The board of trustees at the University of North Carolina is under intensifying pressure to grant tenure to Nikole Hannah-Jones, the Pulitzer Prize-winning New York Times Magazine journalist who is scheduled to start as a professor at its journalism school in July.

Ms. Hannah-Jones, who helped create The Times’s 1619 Project, a series that has drawn criticism from conservatives because of its re-examination of slavery in American history, said she was considering legal action after the university’s board did not formally consider the matter of her tenure.

In a statement on Thursday, Ms. Hannah-Jones, who earned a master’s degree from the university’s journalism school in 2003, said she had retained legal counsel to respond to the board’s “failure to consider and approve my application for tenure — despite the recommendation of the faculty, dean, provost and chancellor.” She said she would be represented by the NAACP Legal Defense Fund, Inc., Levy Ratner, P.C., and Ferguson Chambers & Sumter, P.A.

“I had no desire to bring turmoil or a political firestorm to the university that I love,” Ms. Hannah-Jones said in a statement issued by the Legal Defense Fund, “but I am obligated to fight back against a wave of anti-democratic suppression that seeks to prohibit the free exchange of ideas, silence Black voices and chill free speech.”

Joel Curran, vice chancellor for communications at U.N.C.-Chapel Hill, said in a statement: “We can confirm the University has received a letter from attorneys representing Nikole Hannah-Jones. We have no additional comment at this time.”

Ms. Hannah-Jones was named the Knight Chair in Race and Investigative Journalism at U.N.C.’s Hussman School of Journalism and Media, the university announced in April. The university’s board of trustees, which approves tenure for faculty, is governed by a body appointed by the state legislature, which is Republican led.

Ms. Hannah-Jones’s supporters include more than 200 academics and other cultural figures who published a letter in The Root on Tuesday, saying the board had displayed a “failure of courage” in its refusal to grant tenure to Ms. Hannah-Jones, who won a Pulitzer in commentary for her introductory essay to the 1619 Project.

The signers, including the writer Ta-Nehisi Coates, the historian Eric Foner and the filmmaker Ava DuVernay, said the board’s failure to take action was “almost certainly tied to Hannah-Jones’s creation of the 1619 Project.”

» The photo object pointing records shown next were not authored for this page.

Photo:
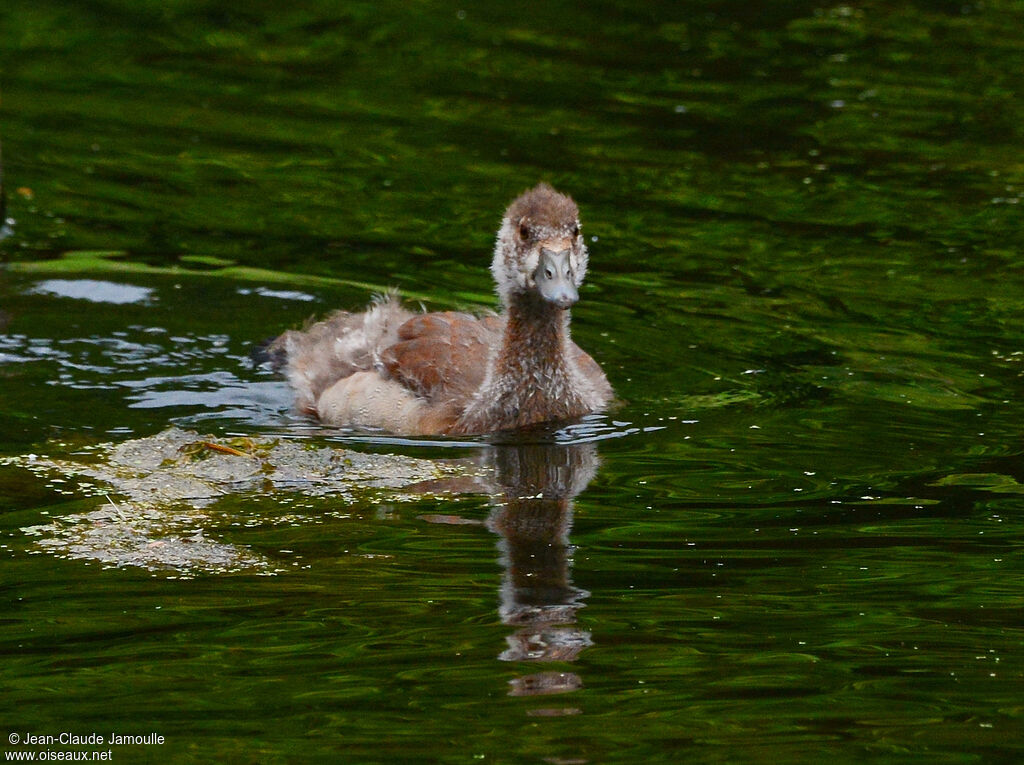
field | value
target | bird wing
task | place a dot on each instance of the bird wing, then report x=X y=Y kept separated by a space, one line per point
x=442 y=356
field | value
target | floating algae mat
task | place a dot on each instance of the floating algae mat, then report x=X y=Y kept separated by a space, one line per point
x=159 y=494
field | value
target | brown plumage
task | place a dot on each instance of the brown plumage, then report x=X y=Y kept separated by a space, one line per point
x=454 y=373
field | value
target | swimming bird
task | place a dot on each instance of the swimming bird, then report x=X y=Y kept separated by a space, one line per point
x=454 y=373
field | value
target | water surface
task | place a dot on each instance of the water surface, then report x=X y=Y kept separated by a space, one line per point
x=798 y=536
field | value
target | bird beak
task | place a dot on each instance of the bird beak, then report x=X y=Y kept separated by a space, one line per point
x=554 y=275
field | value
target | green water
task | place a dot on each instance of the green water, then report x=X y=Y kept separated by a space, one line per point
x=798 y=537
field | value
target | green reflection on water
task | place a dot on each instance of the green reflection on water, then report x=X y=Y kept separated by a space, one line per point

On Tuesday, 1,619 U.N.C. alumni and students took out a two-page ad in the The News & Observer of Raleigh, N.C., calling for Ms. Hannah-Jones to be given tenure. Hussman School faculty members published a letter May 19 that was critical the board’s refusal to grant it, saying it “breaks precedent with previous tenured full professor appointments of Knight chairs in our school.”

A Legal Defense Fund spokesperson said in a statement that Ms. Hannah-Jones’s credentials exceeded those of prior Knight chairs. “U.N.C. has unlawfully discriminated against Ms. Hannah-Jones based on the content of her journalism and scholarship and because of her race,” the statement said. “We will fight to ensure that her rights are vindicated.”

The matter of tenure for Ms. Hannah-Jones was brought up in a January board meeting, but the board members did not act on it. Instead, Ms. Hannah-Jones was offered a five-year contract as a professor, with an option for tenure review. Ms. Hannah-Jones said in her statement that tenure had been a condition of her employment.

The 1619 Project, which gets its name from the year that enslaved Africans were brought to the English colony of Virginia, drew early criticism from five prominent historians, as well as from Republican politicians and conservative commentators. The series moved to the center of cultural debate partly because of a 1619 Project curriculum developed by the Pulitzer Center, a series of school lesson plans offered on its website.

The tenure dispute became public this month in a report on the website NC Policy Watch.